100 ml solution of each 0.1 M AuCl and 0.1 AgCl is electrolysed by passing 1 amp current for 15 minutes then which of the following will be deposited?
given `Au^+ + e^- rarr Au E^@ = 1.69V`
`Ag^+ + e^- rarr Ag E^@ = 0.80V`

To solve the problem, we need to determine which metal, gold (Au) or silver (Ag), will be deposited during the electrolysis of their respective solutions when a current is passed. ### Step-by-Step Solution: 1. **Determine the Charge Passed (Q)**: - Current (I) = 1 A - Time (t) = 15 minutes = 15 × 60 seconds = 900 seconds - Charge (Q) = I × t = 1 A × 900 s = 900 C 2. **Calculate the Moles of Electrons (n)**: - Faraday's constant (F) = 96500 C/mol - Moles of electrons (n) = Q / F = 900 C / 96500 C/mol ≈ 0.00932 mol 3. **Determine the Moles of Each Metal Ion in Solution**: - For both AuCl and AgCl, the concentration is 0.1 M in a 100 ml solution. - Moles of AuCl = 0.1 mol/L × 0.1 L = 0.01 mol - Moles of AgCl = 0.1 mol/L × 0.1 L = 0.01 mol 4. **Identify the Standard Reduction Potentials**: - For Au: Au⁺ + e⁻ → Au, E° = 1.69 V - For Ag: Ag⁺ + e⁻ → Ag, E° = 0.80 V 5. **Determine Which Metal Will Be Deposited**: - The metal with the higher standard reduction potential will be reduced first.

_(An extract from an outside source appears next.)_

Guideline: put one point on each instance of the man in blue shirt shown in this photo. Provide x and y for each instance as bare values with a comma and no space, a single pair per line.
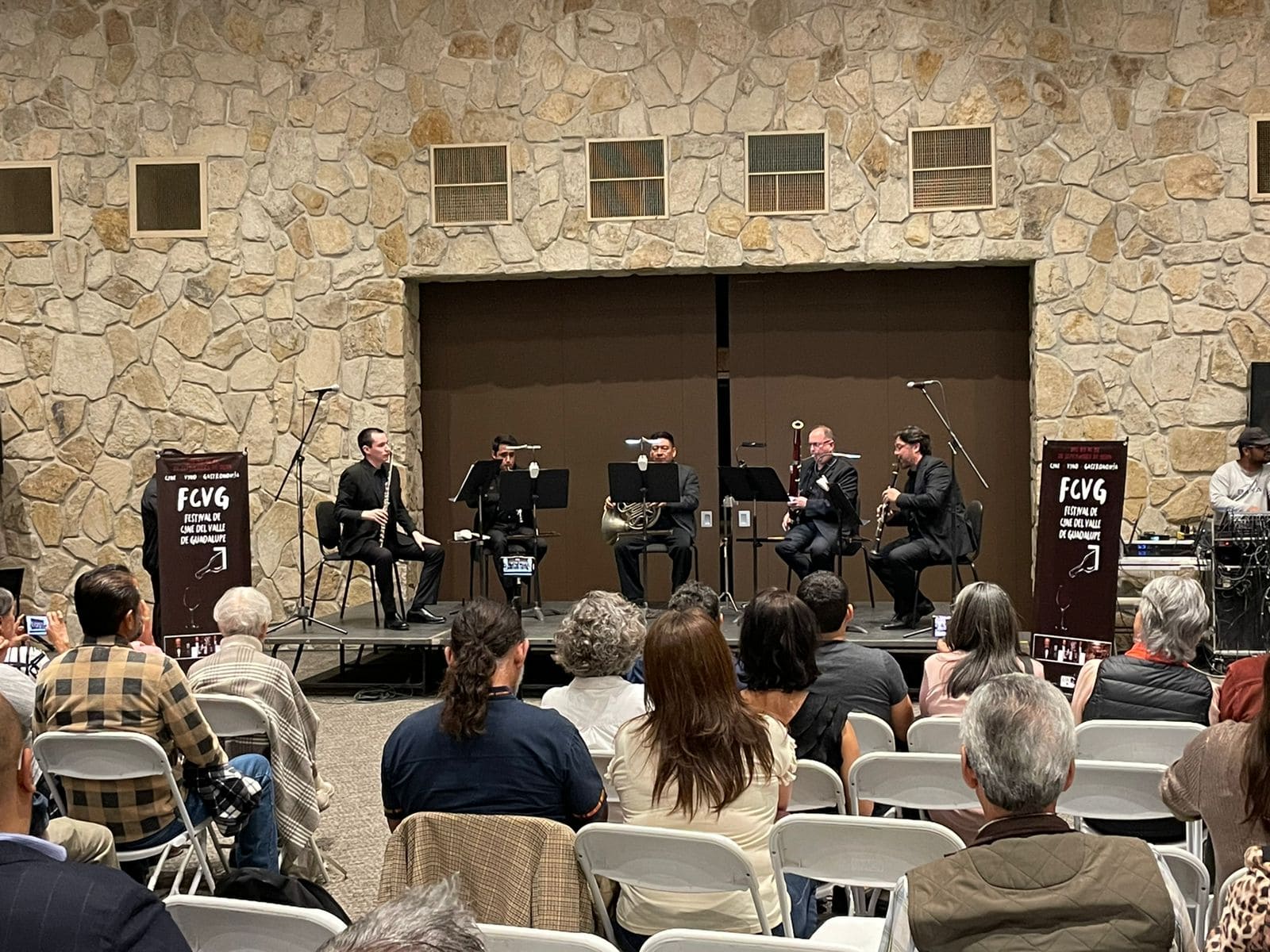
483,750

In this case, Au (1.69 V) has a higher reduction potential than Ag (0.80 V). - Therefore, Au will be deposited first. 6. **Check if There is Sufficient Charge to Deposit Gold**: - The moles of electrons available (0.00932 mol) is less than the moles of Au available (0.01 mol). - Since the charge available is sufficient to deposit gold before the current runs out, gold will be deposited. ### Conclusion: - Only gold (Au) will be deposited during the electrolysis.